Matrix products: default BLAS: /usr/lib/x86_64-linux-gnu/openblas/libblas.so.3 LAPACK: /usr/lib/x86_64-linux-gnu/libopenblasp-r0.2.20.so

locale: [1] LC_CTYPE=C.UTF-8 LC_NUMERIC=C LC_TIME=C.UTF-8 LC_COLLATE=C.UTF-8
[5] LC_MONETARY=C.UTF-8 LC_MESSAGES=C.UTF-8 LC_PAPER=C.UTF-8 LC_NAME=C
[9] LC_ADDRESS=C LC_TELEPHONE=C LC_MEASUREMENT=C.UTF-8 LC_IDENTIFICATION=C

attached base packages: [1] stats graphics grDevices utils datasets methods base

other attached packages: [1] impute_1.64.0 Rcpp_1.0.5 DreamAI_0.1.0 glmnet_4.1
[5] Matrix_1.2-18 missForest_1.4 itertools_0.1-3 iterators_1.0.12
[9] foreach_1.5.0 randomForest_4.6-14 survival_3.1-12 cluster_2.1.0
[13] forcats_0.5.0 stringr_1.4.0 dplyr_1.0.1 purrr_0.3.4
[17] readr_1.3.1 tidyr_1.1.1 tibble_3.0.3 ggplot2_3.3.2
[21] tidyverse_1.3.0

loaded via a namespace (and not attached): [1] shape_1.4.5 tidyselect_1.1.0 splines_4.0.2 haven_2.3.1 lattice_0.20-41 [6] colorspace_1.4-1 vctrs_0.3.2 generics_0.0.2 blob_1.2.1 rlang_0.4.7
[11] pillar_1.4.6 glue_1.4.1 withr_2.2.0 DBI_1.1.0 dbplyr_1.4.4
[16] modelr_0.1.8 readxl_1.3.1 lifecycle_0.2.0 munsell_0.5.0 gtable_0.3.0
[21] cellranger_1.1.0 rvest_0.3.6 codetools_0.2-16 parallel_4.0.2 fansi_0.4.1
[26] broom_0.7.0 scales_1.1.1 backports_1.1.8 jsonlite_1.7.0 fs_1.5.0
[31] hms_0.5.3 stringi_1.4.6 grid_4.0.2 cli_2.0.2 tools_4.0.2
[36] magrittr_1.5 crayon_1.3.4 pkgconfig_2.0.3 ellipsis_0.3.1 xml2_1.3.2
[41] reprex_0.3.0 lubridate_1.7.9 assertthat_0.2.1 httr_1.4.2 rstudioapi_0.11 [46] R6_2.4.1 compiler_4.0.2

verheytb commented 3 years ago

Hi,

Any updates or workarounds on this issue? I am having the same problem. Other algorithms are fine except for ADMIN which is throwing this error for me. I am using a TMT proteomics dataset without any log-transformation, subset for proteins with <50% missing values.

annapamma commented 3 years ago

Hi @verheytb does your data have both positive and negative values(e.g. ratio data)? If so, can you try setting gamma= 0 for admin and let us know how that goes?

verheytb commented 3 years ago

I am using summed SNR/intensity data at the protein level. I have also independently confirmed that the data is all non-negative.
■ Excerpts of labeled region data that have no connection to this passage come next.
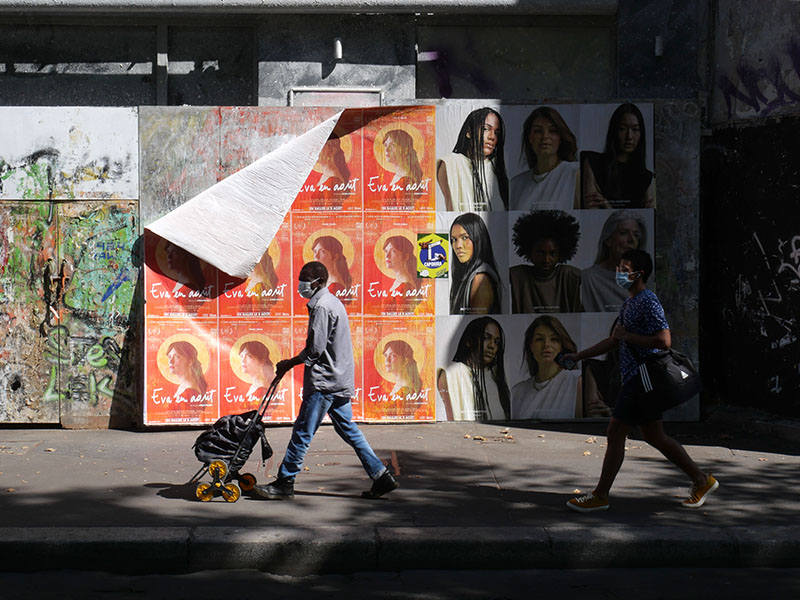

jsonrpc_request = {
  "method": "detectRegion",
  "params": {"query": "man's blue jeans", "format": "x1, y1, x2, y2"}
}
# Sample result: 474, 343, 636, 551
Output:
278, 392, 386, 480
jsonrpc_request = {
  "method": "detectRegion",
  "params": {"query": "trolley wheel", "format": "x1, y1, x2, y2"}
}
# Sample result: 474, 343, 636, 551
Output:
194, 482, 214, 502
220, 483, 242, 502
239, 473, 256, 492
208, 460, 228, 479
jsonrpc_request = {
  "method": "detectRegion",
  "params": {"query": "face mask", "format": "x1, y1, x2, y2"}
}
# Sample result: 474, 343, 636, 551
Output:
297, 278, 319, 299
616, 271, 635, 290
pacificma commented 3 years ago

how is the overall scale of your data what about the 0 proportions in the data? did you get the same error by setting gamma_ADMIN = 0?

verheytb commented 3 years ago

I was able to resolve the issue by removing some values that were 0 (presumably from rounding error). I also had to remove the bridge samples from TMT data where expression was set to 1.

pacificma commented 3 years ago

I was able to resolve the issue by removing some values that were 0 (presumably from rounding error). I also had to remove the bridge samples from TMT data where expression was set to 1.

did you try 'gamma_ADMIN = 0' yet? also large number of 0s might be a issue which is not a regular pattern of proteomics data.

verheytb commented 3 years ago

It was only a handful of zeros. I have not tried that parameter you are suggesting, but I will if I get this error again.